The court added that the Union government is concerned with the fundamental rights of the public at large, and not the fundamental rights of an individual in a situation like the coronavirus pandemic.
“An individual right on the basis of the guaranteed fundamental right under Part III of the Constitution of India is subservient to the larger public interest when any volatile situation has engulfed the nation and the entire world,” the court said.
Earlier, the single judge had imposed costs of Rs 1 lakh on the petitioner, activist Peter Myaliparampil. The division bench, however, reduced it to Rs 25,000 instead. The bench cautioned him not to file frivolous petitions in the future.
Myaliparampil had argued that messages and campaigns funded by the government should refrain from exemplifying the Prime Minister as he is also the leader of a political party.

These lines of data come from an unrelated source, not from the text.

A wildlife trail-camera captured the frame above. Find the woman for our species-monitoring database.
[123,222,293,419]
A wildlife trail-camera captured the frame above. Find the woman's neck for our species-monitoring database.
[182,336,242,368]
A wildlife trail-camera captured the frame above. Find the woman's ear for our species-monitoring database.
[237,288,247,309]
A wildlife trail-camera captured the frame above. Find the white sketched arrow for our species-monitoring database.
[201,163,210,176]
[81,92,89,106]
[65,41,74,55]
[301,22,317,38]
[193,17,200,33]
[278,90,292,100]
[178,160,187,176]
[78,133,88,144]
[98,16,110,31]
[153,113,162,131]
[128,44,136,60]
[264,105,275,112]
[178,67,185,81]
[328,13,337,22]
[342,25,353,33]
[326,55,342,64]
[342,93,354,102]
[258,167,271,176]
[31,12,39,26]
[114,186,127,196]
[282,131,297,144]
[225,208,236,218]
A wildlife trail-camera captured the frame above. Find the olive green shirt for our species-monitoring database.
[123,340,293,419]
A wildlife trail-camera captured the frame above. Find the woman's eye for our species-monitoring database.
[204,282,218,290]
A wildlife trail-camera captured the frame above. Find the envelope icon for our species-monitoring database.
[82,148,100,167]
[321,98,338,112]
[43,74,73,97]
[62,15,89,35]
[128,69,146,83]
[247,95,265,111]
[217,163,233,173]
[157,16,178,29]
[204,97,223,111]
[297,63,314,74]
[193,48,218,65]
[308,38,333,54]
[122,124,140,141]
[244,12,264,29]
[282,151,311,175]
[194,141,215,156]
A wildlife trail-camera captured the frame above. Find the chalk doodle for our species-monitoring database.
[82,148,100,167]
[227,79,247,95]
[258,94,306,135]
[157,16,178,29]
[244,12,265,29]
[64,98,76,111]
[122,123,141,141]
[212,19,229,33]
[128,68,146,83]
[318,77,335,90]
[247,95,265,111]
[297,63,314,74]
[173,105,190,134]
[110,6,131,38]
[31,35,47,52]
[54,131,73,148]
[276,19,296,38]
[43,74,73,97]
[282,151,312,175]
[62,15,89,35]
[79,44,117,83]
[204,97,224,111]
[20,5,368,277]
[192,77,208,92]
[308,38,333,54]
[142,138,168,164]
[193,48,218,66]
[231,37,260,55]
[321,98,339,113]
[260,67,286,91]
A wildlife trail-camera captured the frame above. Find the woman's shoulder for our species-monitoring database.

He also said that such publicity could affect the independent choice of voting that has been enshrined in the electoral system.
However, Justice PV Kunhikrishnan had described his plea as a “publicity-oriented litigation” and observed that it was frivolous and appeared to be politically motivated.
In an earlier hearing, the judge had asked the activist why he was “ashamed of our prime minister”.
“A hundred crore people don’t seem to have an issue with this so why do you?” Justice Kunhikrishnan had asked the petitioner. “Everyone has different political opinions, but he is still our prime minister.”